Cameroon's forests, which cover about 60 percent of the country, play a vital role for people and the economy. They provide services and sustenance directly and indirectly to local communities and city dwellers alike. Forests account for more than six percent of the GDP, the highest percentage of all countries in the Congo Basin.

Yet, until recently, Cameroon lacked a comprehensive information system to actually monitor and manage its forests. There was no integrated system or entity tracking the various forest uses, like logging concessions, community forests, hunting zones, and more. The information that was available was scattered amongst different institutions, wasn't publicly accessible, or of sufficient quality to support legality claims or effective land use decisions. This situation exacerbated unsustainable use of forest resources and conflicts between competing forest stakeholders, such as loggers and community groups.

That's where the Cameroon Forest Atlas comes in.
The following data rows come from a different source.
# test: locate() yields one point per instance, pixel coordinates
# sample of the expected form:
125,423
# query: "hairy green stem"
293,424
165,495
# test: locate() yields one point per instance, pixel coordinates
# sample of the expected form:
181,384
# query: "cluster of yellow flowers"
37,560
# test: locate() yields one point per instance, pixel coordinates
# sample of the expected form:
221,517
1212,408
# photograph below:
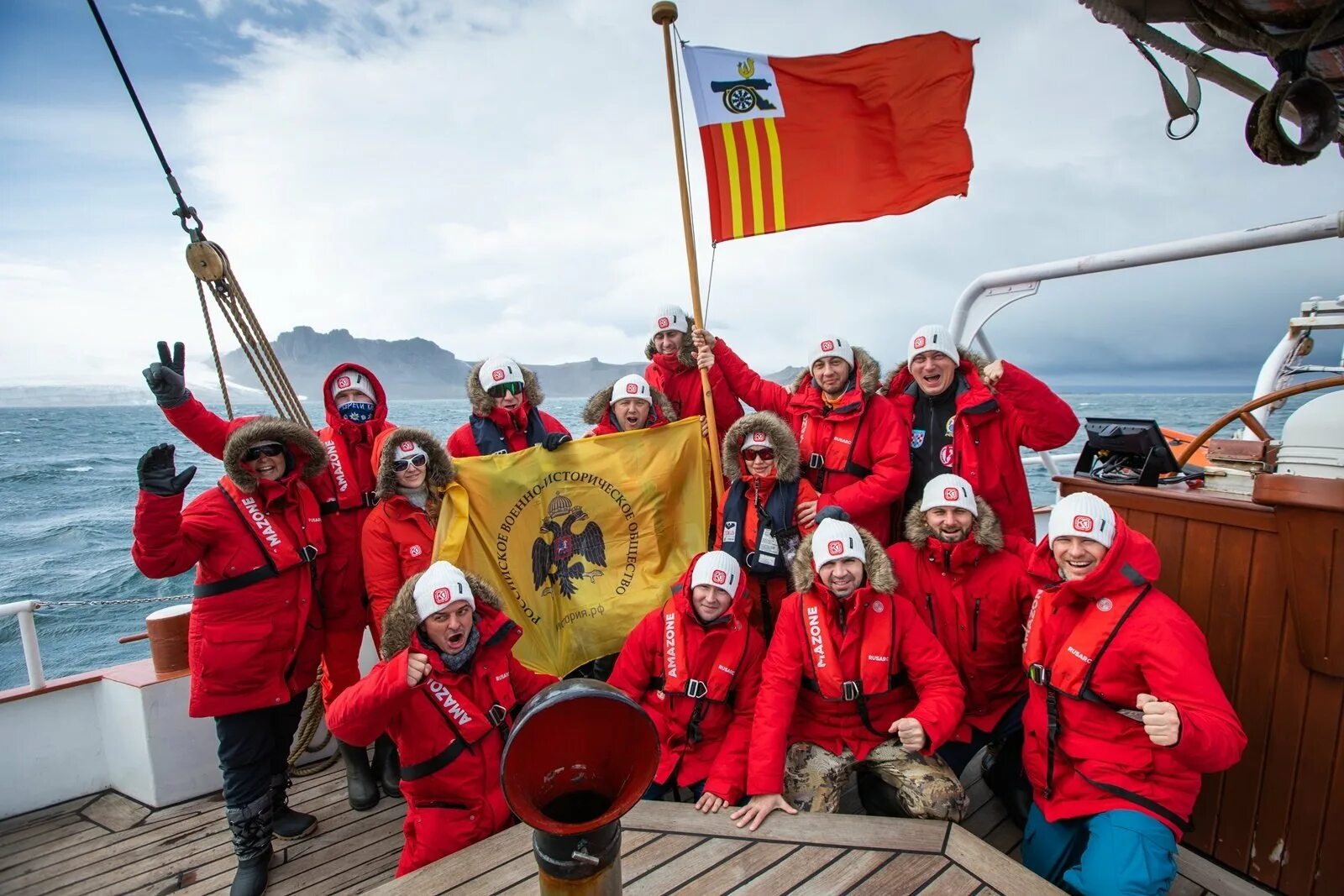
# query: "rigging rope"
210,268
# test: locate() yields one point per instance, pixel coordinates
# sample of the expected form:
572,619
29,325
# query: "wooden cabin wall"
1278,815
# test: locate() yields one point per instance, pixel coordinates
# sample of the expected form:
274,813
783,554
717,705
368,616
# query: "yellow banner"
582,542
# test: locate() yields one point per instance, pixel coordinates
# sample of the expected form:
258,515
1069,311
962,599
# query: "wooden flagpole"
664,13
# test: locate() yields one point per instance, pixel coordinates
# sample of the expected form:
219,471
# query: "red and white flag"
815,140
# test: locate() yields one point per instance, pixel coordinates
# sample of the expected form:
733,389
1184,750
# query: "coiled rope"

Since 2002, the Ministry of Forestry and Wildlife (MINFOF) has worked with WRI to improve transparence and governance in the forest sector by publishing and regularly updating the Interactive Forest Atlas of Cameroon. MINFOF and WRI recently released version 3.0 of the online Atlas, as well as an accompanying report, poster, desktop mapping application and underlying spatial datasets.

The Interactive Forest Atlas of Cameroon is a constantly updated information system, combining the use of remote sensing, Geographic Information Systems (GIS), and ground-truthing to monitor and manage forests. Through a combination of interactive mapping applications, posters, analytical reports, trainings, and outreach, the Atlas provides users with access to timely, accurate, and harmonized information in the forest sector and beyond. The Atlas brings all the major land use categories--like logging permits, protected areas, hunting zones, mining, and industrial agricultural plantations-- together into one system. Users can get answers to key questions and see where various activities are occurring, as well as where competing interests may overlap.

In addition to updating data on the land uses contained in previous versions of the Atlas, version 3.0 includes information on mining permits and agro-industrial plantations. The expansion and enrichment of the Atlas provides forest stakeholders with a more complete picture of Cameroon's forest sector, which will ultimately foster better management.

A variety of stakeholders utilize the Atlas, including Cameroon's government, the private sector, research institutions, and civil society. Government agencies use the Atlas to monitor and effectively plan on-the-ground control of forest activities. The private sector references the Atlas to decide where to site infrastructure projects.

Research institutions use the Atlas's information to guide research activities or to support findings, while civil society groups utilize the Atlas to resolve conflict between competing interests and raise awareness of local communities' rights to sustainable forest management.